Rack-level liquid detection, with leak sensing ropes and leak spot sensor located along piping and in the GB200/GB300 compute racks.
Datacenter-level liquid detection, with leak spot sensor and sensing rope located in the cooling distribution units (CDUs), and alongside with the piping of the datacenter leak pipes.
For GB200/GB300 NVL72 systems, tray level liquid detection is handled by the system BMC on compute tray / switch tray. The rack level liquid detection is handled by a customer provided building management system (BMS) operating in the operational technology (OT) side of the datacenter.
NVIDIA Mission Control provides native support for managing leak events over the REDFISH interface from the BMC of the GB200/GB300 NVL72 systems. This BMS integration is a Mission Control-exclusive feature that enables centralized leak detection, power control, and leak event response across your datacenter infrastructure. To leverage this capability, a Mission Control license is required along with a customer-provided BMS.
Prerequisites#
This BMS integration capability requires:
NVIDIA Mission Control license - This feature is not available in standalone BCM deployments
Base Command Manager 11 (included with Mission Control)
GB200/GB300 NVL72 systems
Customer-provided Building Management System with MQTT broker support
TCP/IP connectivity between Mission Control and the customer’s MQTT broker
Warning
BMS integration is exclusive to Mission Control and cannot be used with NVAIE + BCM deployments or standalone BCM installations. Attempting to configure BMS integration without a Mission Control license will fail.
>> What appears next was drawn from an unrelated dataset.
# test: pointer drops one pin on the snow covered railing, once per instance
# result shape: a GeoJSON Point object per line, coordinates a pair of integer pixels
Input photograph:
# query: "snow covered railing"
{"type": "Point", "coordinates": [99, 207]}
Integration of BMS with NVIDIA Mission Control#
In order to integrate the customer provided BMS with NVIDIA Mission Control, we recommend all customers of GB200/GB300 NVL72 systems to align with our specification as provided in the following parts of this document.
Leak Detection Process#
In the GB200/GB300 NVL72 based systems, NVIDIA Mission Control with Base Command Manager (BCM) expects a MQTT based BMS system following the data catalog as published by NVIDIA. MQTT is a publish-subscribe based communication protocol for IoT devices and provides fast broadcasting of messages, as well as low end to end latency.
NVIDIA Mission Control expects TCP/IP connectivity to and from the MQTT server that BMS system would provide. Note, that the MQTT server itself is not part of NVIDIA Mission Control with Base Command Manager (BCM), and must be provided by the customer or their BMS system integrator.
Moreover, NVIDIA recommends that the MQTT server is firewall protected with TLS or SSL enabled. This way, a mixing of the OT and IT side traffic can be avoided.
Setting up the BMS in NVIDIA Mission Control#
These are all the settings involved to set up BCM as an MQTT client for a BMS system within Mission Control.
[a03-p1-head-01->partition[base]]% get bms
NVIDIA conforming BMS
[a03-p1-head-01->partition[base]]% configurationoverlay
[a03-p1-head-01->configurationoverlay]% add mqtt
[a03-p1-head-01->configurationoverlay*[mqtt*]]% set allheadnodes yes
[a03-p1-head-01->configurationoverlay*[mqtt*]]% roles
[a03-p1-head-01->configurationoverlay*[mqtt*]->roles]% assign mqtt
[a03-p1-head-01->configurationoverlay*[mqtt*]->roles[mqtt*]]% show
Parameter Value
-------------------------------- ---------------------------------------------------------------------------------
Name mqtt
Revision
Type MQTTRole
Add services yes
Servers <0 in submode>
CA certificate path /cm/local/apps/cmd/pythoncm/lib/python3.12/site-packages/pythoncm/etc/cacert.pem
Private key path /cm/local/apps/cmd/cm-mqtt/etc/mqtt.key
Certificate path /cm/local/apps/cmd/cm-mqtt/etc/mqtt.pem
Write named pipe path /var/spool/cmd/mqtt.pipe
[a05-p1-head-01->configurationoverlay*[mqtt*]->roles*[mqtt*]]% servers
[a03-p1-head-01->configurationoverlay*[mqtt*]->roles*[mqtt*]->servers]% add 7.241.8.177
[a03-p1-head-01->configurationoverlay*[mqtt*]->roles*[mqtt*]->servers*[7.241.8.177*]]% show
Parameter Value
-------------------------------- ------------------------------------------------
Revision
Server 7.241.8.177
Port 1883
Topic BCM/#
Disabled no
Username
Password < not set >
Transport tcp
Protocol v3.1.1
Certificate required yes
Certificate required yes
CA certificate
Certificate
Private key
[a03-p1-head-01->configurationoverlay*[mqtt*]->roles*[mqtt*]->servers*[10.254.20.13*]]% set username "<username to access broker>"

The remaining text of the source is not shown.